Do you do assessments in a forensic setting? In other words, had this person committed a crime? BPD and ASPD, that's some scary combo!
I got the advantage of having a great psychologist work with me and the hospital being a host to a psychology master's program where we can have the master's students do plenty of testing. I didn't use testing on this guy because his acting out was so extreme he was not appropriate for testing until yesterday.
The trick with this guy IMHO was that Clonidine greatly stabilized him and he had a few hours of no problems. There were no psychotic symptoms that were clearly psychosis (e.g. no negative symptoms, no delusions, no paranoia), he often acted out if he did not get immediate gratification, and he said antipsychotics made him feel more hyper and they did not sedate him.
Then I found out his mother drank like a fish when she was pregnant. He does show some FAS facial characterstics but that is too nonspecific a test.
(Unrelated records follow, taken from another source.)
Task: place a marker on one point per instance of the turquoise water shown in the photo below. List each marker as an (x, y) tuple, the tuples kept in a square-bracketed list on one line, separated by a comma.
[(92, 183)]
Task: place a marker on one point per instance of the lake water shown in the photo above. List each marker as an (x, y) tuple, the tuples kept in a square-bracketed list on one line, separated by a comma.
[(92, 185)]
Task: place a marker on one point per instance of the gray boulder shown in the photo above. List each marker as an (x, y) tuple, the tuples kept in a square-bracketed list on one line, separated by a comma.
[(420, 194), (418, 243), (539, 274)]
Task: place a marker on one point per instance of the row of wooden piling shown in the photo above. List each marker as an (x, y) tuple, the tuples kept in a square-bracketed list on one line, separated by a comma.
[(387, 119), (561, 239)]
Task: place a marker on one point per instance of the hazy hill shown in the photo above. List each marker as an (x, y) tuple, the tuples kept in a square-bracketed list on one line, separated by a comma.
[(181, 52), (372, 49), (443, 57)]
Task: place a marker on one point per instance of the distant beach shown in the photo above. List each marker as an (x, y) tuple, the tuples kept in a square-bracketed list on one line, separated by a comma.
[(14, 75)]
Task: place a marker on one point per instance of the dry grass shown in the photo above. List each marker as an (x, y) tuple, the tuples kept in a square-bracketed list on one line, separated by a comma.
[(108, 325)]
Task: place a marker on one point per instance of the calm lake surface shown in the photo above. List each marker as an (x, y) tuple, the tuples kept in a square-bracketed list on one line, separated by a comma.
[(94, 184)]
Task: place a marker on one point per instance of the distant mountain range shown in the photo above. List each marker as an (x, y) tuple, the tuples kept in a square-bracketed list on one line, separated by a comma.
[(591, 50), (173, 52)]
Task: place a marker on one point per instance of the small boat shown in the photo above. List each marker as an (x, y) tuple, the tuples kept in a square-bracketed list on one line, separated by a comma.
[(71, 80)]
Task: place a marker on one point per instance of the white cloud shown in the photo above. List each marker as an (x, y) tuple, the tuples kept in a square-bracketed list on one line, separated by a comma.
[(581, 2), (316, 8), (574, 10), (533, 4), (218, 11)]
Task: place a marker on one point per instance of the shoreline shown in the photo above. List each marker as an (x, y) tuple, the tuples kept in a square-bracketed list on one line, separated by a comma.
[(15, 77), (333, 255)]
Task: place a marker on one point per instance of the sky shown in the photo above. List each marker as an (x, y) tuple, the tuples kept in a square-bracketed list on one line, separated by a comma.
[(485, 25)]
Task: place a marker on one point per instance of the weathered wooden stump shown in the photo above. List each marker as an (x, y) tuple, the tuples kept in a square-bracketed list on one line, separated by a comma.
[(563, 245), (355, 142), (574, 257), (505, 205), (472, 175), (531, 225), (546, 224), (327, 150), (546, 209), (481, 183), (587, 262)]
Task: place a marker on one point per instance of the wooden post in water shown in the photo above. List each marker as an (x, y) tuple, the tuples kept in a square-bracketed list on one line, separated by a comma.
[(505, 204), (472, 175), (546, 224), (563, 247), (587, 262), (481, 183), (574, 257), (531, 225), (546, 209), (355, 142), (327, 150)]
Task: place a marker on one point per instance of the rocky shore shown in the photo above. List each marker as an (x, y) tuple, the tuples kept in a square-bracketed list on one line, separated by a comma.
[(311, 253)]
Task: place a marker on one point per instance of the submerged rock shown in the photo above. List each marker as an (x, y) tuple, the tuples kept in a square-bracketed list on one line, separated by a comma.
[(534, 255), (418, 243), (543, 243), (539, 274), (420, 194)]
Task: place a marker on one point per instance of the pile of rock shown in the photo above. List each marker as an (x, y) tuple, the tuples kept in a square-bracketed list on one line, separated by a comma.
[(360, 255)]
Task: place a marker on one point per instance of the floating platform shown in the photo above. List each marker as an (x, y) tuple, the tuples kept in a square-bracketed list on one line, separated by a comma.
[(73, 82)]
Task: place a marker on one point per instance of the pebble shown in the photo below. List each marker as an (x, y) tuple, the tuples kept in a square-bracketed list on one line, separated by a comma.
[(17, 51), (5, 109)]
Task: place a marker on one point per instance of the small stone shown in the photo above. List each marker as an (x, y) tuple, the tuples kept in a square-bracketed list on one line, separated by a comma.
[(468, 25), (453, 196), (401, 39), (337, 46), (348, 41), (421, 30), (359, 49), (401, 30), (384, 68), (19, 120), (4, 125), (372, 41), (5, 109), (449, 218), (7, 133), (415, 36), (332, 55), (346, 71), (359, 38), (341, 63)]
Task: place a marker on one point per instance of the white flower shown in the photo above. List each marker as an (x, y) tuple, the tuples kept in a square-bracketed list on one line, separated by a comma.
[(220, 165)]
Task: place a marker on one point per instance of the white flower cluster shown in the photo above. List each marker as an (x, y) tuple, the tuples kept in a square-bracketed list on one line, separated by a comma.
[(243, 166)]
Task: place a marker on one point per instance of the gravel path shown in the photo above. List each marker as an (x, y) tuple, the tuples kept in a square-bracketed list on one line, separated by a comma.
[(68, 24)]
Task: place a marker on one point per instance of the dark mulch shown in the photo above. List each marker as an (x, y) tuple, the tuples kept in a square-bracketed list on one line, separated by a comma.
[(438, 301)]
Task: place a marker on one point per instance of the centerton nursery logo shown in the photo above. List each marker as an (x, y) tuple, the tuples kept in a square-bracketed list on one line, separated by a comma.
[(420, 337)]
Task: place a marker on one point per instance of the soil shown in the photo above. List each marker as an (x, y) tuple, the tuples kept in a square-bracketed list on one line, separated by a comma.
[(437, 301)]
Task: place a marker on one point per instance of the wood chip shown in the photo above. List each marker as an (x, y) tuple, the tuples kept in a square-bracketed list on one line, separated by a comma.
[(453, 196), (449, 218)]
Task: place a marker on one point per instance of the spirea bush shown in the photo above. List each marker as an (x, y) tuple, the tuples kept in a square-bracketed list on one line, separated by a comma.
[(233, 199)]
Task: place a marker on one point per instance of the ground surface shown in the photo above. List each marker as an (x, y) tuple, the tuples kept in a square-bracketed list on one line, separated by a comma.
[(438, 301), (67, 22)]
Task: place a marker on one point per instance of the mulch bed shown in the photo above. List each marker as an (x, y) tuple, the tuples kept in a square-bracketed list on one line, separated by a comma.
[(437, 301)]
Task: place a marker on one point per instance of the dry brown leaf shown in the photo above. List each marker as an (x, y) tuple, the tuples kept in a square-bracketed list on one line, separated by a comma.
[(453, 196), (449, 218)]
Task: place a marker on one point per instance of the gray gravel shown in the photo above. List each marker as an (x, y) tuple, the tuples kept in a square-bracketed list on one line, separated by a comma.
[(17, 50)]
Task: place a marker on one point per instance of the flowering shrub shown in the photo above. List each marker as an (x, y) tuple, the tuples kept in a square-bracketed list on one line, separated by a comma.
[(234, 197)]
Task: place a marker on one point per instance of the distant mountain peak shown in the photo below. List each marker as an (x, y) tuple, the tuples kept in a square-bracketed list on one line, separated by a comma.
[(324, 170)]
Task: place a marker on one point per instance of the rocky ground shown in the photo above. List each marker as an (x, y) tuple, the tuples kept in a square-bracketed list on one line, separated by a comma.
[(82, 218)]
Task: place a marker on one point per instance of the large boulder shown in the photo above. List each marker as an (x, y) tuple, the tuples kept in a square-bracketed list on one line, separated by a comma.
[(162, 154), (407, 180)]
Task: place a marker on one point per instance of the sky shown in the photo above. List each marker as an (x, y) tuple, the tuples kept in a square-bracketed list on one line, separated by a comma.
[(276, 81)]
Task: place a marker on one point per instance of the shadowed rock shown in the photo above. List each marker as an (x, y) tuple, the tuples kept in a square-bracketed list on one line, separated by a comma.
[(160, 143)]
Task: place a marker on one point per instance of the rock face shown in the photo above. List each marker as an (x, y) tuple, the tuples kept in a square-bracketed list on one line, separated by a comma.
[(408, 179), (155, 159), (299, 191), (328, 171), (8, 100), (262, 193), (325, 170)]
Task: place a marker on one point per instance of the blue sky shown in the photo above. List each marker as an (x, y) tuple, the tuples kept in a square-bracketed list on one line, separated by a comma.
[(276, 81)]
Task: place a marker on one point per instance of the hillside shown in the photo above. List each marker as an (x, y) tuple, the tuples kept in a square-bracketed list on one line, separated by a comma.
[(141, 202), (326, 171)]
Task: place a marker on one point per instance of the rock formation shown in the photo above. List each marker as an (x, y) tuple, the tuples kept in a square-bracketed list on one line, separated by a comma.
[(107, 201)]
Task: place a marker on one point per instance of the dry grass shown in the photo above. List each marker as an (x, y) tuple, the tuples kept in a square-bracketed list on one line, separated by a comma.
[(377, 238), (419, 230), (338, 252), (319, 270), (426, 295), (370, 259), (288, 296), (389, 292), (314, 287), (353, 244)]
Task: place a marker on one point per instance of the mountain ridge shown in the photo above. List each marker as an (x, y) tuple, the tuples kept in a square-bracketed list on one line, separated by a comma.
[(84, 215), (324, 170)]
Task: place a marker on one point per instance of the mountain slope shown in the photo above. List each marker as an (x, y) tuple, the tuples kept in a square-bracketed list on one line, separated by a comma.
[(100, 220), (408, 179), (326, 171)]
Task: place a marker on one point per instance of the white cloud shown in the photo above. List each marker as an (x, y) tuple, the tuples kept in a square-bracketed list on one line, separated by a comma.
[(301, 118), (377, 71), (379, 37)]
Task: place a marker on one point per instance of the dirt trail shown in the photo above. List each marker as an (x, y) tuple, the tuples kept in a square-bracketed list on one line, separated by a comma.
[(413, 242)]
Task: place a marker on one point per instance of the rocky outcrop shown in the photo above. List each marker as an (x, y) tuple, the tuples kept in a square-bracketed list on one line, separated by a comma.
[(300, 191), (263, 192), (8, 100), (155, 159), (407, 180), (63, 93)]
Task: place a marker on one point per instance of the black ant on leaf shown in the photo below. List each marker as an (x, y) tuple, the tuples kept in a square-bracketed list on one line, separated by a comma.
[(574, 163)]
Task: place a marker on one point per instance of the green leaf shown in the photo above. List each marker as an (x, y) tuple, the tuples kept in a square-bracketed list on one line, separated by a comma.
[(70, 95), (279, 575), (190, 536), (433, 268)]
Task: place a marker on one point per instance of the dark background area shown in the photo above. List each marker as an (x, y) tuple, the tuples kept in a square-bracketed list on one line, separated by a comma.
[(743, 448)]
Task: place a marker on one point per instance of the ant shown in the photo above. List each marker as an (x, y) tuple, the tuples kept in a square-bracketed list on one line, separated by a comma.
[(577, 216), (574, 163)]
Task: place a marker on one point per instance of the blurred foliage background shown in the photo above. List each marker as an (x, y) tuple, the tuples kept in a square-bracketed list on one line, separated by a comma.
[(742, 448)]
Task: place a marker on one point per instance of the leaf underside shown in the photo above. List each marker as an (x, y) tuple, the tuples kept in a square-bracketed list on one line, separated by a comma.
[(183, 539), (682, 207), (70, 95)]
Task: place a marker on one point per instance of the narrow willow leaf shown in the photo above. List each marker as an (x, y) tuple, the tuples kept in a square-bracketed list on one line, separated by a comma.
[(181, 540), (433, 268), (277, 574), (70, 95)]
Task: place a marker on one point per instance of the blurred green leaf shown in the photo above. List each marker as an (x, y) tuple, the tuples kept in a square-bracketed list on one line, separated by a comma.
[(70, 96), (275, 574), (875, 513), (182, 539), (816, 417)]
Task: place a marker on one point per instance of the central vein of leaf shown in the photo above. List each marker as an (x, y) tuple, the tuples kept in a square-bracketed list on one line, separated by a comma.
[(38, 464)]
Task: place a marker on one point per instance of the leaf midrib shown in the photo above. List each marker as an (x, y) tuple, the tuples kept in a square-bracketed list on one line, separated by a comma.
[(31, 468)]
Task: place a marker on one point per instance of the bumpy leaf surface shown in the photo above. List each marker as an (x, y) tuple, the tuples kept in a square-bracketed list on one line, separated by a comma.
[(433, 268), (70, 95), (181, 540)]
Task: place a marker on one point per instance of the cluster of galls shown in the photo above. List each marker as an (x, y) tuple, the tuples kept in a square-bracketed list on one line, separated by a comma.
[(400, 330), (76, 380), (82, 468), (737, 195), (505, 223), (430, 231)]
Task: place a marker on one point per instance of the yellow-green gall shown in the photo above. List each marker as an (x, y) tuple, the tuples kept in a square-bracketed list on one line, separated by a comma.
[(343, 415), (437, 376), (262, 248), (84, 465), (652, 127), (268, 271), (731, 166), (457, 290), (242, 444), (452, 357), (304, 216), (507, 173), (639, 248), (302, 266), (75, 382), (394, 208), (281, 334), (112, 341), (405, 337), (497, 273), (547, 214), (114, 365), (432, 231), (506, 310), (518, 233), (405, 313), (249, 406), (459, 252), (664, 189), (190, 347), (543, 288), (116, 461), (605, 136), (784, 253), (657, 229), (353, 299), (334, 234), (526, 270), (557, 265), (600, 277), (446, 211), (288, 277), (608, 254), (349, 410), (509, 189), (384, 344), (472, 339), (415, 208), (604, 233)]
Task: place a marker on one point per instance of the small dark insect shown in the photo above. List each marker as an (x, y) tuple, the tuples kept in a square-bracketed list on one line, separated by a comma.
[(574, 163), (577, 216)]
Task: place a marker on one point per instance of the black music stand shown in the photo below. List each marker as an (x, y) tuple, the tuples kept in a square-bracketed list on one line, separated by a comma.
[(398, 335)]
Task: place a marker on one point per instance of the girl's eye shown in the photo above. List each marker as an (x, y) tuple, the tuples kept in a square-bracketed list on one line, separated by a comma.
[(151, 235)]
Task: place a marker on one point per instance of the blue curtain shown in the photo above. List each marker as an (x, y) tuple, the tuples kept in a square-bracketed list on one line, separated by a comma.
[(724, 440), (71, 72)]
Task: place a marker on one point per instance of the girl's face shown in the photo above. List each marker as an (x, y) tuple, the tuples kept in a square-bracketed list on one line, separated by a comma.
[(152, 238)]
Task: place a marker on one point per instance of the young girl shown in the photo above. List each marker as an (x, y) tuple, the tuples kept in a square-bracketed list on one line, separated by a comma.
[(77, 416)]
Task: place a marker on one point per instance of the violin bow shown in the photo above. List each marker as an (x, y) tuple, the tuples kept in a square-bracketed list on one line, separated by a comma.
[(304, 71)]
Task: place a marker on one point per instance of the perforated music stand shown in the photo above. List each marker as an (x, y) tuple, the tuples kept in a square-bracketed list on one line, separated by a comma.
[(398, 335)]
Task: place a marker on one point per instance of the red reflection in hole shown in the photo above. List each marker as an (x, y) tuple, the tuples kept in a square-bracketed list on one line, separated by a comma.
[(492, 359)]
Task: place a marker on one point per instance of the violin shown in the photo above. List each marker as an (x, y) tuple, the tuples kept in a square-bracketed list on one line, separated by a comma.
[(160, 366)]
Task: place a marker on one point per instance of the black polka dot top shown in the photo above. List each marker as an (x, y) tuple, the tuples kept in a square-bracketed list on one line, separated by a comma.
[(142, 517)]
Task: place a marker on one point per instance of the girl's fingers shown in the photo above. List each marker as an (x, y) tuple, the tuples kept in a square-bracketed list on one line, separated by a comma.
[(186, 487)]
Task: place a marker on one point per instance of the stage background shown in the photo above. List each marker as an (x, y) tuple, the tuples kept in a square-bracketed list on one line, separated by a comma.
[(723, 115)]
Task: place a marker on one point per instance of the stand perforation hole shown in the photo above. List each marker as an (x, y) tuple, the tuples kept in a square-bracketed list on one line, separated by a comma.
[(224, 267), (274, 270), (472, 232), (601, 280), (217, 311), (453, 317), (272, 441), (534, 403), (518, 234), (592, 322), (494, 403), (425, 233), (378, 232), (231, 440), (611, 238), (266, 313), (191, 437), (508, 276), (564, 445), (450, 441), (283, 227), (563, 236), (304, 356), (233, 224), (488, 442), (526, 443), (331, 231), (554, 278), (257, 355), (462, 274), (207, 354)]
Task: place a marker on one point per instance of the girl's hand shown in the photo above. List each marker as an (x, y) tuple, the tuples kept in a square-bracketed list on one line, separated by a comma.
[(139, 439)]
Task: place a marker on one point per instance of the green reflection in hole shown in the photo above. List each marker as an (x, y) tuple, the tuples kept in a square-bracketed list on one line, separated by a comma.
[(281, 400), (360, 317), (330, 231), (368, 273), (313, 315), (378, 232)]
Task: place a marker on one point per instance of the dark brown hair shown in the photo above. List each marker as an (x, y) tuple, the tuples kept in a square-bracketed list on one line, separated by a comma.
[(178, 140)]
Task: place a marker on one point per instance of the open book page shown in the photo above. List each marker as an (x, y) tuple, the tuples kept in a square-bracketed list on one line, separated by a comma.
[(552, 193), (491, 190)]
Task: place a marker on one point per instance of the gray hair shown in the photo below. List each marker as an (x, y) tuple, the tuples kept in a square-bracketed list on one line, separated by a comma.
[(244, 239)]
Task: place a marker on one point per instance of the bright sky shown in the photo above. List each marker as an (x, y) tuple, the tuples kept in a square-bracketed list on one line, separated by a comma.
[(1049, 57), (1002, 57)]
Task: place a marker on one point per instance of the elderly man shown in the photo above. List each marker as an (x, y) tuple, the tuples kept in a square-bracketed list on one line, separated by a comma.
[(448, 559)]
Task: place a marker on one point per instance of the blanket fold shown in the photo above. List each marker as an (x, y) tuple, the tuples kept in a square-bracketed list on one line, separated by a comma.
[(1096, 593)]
What helped me was hours of observation, experience and when we gave an emergency medication, only giving one so we knew exactly what each medication we gave did to him. It came to a head about 3 days ago. I gave him Thorazine 100 mg oral, then 20 minutes later, Prolixin 15 mg oral and crushed, then 25 minutes later Thorazine 100 IM, then put him in restraints. I will not give him Haldol because there is a medical record showing he had seizure a few years ago after he got injected with it. Each time we gave him an antipsychotic he said it just made him feel more hyper. I felt that giving him more was just being a fly hitting the window. I tried Clonidine after he was released from restraints and he told me that for the first time in years he actually felt a medication causing him some improvement. Given that it treats ADHD, he had symptoms of ADHD and that it's not a substance of abuse, I figured this was ADHD of the worst extreme I ever saw.
Another advantage is I work in a long-term facility. In that setting you can devote several hours on one patient a day. In a short term facility, you have to get them out as soon as possible or the institution starts losing money.
It took me about 6 days to figure this out, and another few days to reinforce my theory. Of course nothing is ever 100% but it's to the point where he said he feels better and I'm not giving him anything that can be used for abuse. He's gone through years of being diagnosed with bipolar disorder and being given an antipsychotic and mood stabilizer that did nothing or made him worse. Right now I got him on a starting dose of Wellbutrin and a Clonidine patch and he's been fine for a few days.
I am though doubting he has antisocial PD because since he's been stabilized, he's told me he's regretted some of his prior behaviors. He also calls a family member regularly and cries over the phone because that's his only relative and that person is not in good health. IMHO this is FAS and ADHD to the worst extreme I've seen it--to the point where the guy cannot control impulses to cause a ruckus and he had an urge to cause one moment to moment. Now that he's been a bit more stable, he told me he has an urge to stir things up and the Clonidine's calmed it down. He's not been charged before the incident for which I'm seeing him now, but he has done several misdemeanor level behaviors that could've gotten him arrested but he got away with it. (E.g. screaming in a public place, baiting people into fights in public, etc).